Co wie Mariusz Kamiński, czego boją się wszyscy posłowie? | Gazeta Bałtycka
Opublikowano: 11.06.2014

Co wie Mariusz Kamiński, czego boją się wszyscy posłowie?

Zaskakujący wynik tajnego głosowania ws. odebrania immunitetu poselskiego byłemu szefowi CBA – Mariuszowi Kamińskiemu. Poseł nie stracił immunitetu dzięki głosom 15 posłów. Jak to możliwe? Czy powstanie komisja śledcza ws. Aleksandra Kwaśniewskiego?
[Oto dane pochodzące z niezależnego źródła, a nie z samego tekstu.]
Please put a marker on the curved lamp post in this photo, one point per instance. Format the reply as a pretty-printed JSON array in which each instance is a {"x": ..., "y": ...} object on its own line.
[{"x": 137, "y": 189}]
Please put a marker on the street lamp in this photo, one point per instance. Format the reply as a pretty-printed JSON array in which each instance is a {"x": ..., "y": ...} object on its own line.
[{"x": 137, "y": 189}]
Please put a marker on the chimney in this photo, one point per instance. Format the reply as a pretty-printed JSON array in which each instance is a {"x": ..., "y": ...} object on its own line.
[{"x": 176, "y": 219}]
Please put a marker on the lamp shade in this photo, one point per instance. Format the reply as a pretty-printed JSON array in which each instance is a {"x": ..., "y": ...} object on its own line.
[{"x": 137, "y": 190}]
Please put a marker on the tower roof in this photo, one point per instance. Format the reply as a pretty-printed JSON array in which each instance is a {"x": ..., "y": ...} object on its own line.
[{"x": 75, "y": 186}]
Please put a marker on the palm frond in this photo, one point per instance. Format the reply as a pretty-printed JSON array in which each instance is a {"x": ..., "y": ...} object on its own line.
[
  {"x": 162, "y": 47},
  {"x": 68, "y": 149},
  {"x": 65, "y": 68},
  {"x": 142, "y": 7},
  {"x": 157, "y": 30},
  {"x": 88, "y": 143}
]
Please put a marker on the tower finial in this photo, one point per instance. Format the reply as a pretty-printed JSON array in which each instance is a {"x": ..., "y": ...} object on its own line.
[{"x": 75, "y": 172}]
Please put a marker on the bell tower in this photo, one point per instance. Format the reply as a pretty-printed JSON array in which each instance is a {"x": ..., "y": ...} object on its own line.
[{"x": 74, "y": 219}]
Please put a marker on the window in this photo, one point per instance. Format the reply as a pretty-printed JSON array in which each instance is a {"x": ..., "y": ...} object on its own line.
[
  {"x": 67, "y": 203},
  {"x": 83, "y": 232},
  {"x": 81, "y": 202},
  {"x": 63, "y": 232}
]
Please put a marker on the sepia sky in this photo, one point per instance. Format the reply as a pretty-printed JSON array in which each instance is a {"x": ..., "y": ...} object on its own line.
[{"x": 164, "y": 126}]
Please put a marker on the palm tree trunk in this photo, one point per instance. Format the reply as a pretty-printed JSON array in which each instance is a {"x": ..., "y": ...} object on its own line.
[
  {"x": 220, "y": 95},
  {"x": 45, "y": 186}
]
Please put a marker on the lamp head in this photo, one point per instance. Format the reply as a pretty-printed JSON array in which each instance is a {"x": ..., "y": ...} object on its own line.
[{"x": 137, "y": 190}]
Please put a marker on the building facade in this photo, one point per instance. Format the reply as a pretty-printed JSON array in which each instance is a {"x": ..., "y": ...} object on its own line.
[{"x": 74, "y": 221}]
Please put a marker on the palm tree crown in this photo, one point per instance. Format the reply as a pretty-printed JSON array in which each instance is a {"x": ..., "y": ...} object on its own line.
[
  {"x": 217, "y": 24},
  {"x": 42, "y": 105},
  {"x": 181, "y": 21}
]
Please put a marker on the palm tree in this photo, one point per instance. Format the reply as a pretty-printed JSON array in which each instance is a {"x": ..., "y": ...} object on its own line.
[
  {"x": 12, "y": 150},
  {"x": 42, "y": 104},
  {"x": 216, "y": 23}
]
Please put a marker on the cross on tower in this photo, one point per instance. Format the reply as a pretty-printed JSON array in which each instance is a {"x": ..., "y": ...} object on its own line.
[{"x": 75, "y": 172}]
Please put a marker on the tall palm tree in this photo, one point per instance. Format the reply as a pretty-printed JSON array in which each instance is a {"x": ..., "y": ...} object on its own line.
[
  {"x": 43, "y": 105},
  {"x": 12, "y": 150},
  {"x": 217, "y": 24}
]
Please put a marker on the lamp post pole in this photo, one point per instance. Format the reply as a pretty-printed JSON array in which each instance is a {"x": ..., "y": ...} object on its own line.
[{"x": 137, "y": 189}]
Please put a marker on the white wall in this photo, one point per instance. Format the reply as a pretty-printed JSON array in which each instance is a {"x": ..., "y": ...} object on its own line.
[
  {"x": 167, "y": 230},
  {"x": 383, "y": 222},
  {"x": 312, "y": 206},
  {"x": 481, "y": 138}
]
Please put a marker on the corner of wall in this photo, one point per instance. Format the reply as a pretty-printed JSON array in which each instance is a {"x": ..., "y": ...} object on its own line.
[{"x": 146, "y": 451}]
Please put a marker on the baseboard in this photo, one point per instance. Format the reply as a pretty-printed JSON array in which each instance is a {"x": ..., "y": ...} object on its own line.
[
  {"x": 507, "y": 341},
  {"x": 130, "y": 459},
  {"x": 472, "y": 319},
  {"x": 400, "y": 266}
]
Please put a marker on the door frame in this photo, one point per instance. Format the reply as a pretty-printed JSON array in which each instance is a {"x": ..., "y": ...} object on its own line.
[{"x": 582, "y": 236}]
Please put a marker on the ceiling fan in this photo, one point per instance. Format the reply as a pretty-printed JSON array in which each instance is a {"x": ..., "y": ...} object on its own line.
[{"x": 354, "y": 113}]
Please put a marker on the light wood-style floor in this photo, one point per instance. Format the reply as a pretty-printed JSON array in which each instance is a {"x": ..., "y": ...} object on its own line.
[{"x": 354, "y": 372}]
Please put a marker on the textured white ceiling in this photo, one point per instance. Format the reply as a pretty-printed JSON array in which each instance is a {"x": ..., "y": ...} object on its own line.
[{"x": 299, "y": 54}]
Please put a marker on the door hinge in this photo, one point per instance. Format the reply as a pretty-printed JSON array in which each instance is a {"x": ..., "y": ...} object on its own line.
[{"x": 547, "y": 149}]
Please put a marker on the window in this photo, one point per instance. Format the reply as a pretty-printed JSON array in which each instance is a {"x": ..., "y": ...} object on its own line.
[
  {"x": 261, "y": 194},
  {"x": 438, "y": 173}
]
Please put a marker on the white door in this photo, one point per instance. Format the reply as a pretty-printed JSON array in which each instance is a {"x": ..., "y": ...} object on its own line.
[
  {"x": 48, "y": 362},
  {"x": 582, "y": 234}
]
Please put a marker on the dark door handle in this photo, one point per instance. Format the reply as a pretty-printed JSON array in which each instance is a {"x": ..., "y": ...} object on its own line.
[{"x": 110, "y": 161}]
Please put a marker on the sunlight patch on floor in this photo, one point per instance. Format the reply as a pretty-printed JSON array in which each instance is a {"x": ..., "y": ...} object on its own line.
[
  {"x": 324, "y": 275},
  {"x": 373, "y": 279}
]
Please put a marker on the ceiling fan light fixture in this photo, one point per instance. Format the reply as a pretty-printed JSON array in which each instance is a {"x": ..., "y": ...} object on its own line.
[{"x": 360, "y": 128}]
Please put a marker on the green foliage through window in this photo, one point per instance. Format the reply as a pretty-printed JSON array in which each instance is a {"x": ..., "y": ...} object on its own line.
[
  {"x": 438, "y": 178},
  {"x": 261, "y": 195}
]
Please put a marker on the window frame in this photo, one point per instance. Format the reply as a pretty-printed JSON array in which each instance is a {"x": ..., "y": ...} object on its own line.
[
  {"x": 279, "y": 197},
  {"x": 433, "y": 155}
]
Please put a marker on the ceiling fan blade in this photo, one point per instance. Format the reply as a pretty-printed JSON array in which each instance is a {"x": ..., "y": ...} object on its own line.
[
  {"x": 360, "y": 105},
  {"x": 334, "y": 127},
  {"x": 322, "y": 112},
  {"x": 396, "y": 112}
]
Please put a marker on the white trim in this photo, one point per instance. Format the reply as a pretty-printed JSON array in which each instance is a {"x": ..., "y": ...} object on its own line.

Co wie Mariusz Kamiński, czego boją się wszyscy posłowie?

fot. Jarosław Roland Kruk

Czy to, o czym mówi się nieoficjalnie, że Mariusz Kamiński wraz ze swoimi współpracownikami, w czasie sprawowania funkcji szefa CBA, regularnie gromadził kompromitujące materiały dotyczące polityków opozycji – jest możliwe? Mówi się o nagraniach, zdjęciach, zeznaniach świadków i wielu innych dowodach.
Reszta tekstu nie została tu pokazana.